Author: Leiby, Richard
Date: Sep 29, 1994
Start Page: d.07
Section: STYLE

The new issue of Wired magazine declares that the big on-line services have been rendered obsolete by Mosaic, a "graphical browser" that anyone can download for free. But that prediction's a bit heavy on the hype. Sure, it's a blast to access video and sound files in a point-and-click fashion, but for most of us, setting up Mosaic is an act of techno-self-flagellation. Even experienced programmers, like the ones at Quantum Research Corp. in Bethesda who initiated me into the mysteries of Mosaic, encountered a bugfest as we surfed the Web with top-of-the-line hardware.

"Mosaic tends to be unstable because it's freeware," explained John Lewis, 25, as the Mac's screen froze yet again. This time we were attempting to download an exclusive audio file from Madonna, who's been plugging her forthcoming album, "Bedtime Stories," all over the 'Net. (Eventually, we accessed her new, nose-ringed album cover photo and lispy come-on: "Hello, all you cyber-heads. Welcome to the '90s version of intimacy: You can hear me, you can even see me, but you can't touch me!" And, boy, were we glad.)
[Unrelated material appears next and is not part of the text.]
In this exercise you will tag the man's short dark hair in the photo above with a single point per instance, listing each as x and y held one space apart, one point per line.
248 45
Mosaic has more educational applications, of course. You can browse great museum collections, visit the Library of Congress, dissect a frog, marvel at the publicity still of the guy who runs the National Science Foundation. In his spare time, Lewis has designed the Space Activism Home Page (, which provides updates on such legislative issues as private mining on the moon, and offers links to NASA archives. He showed me a brief video clip that depicted the space shuttle docking at Space Station Alpha. "It's our movie now," he said, downloading it from NASA in seconds, demonstrating how truly free the World Wide Web is.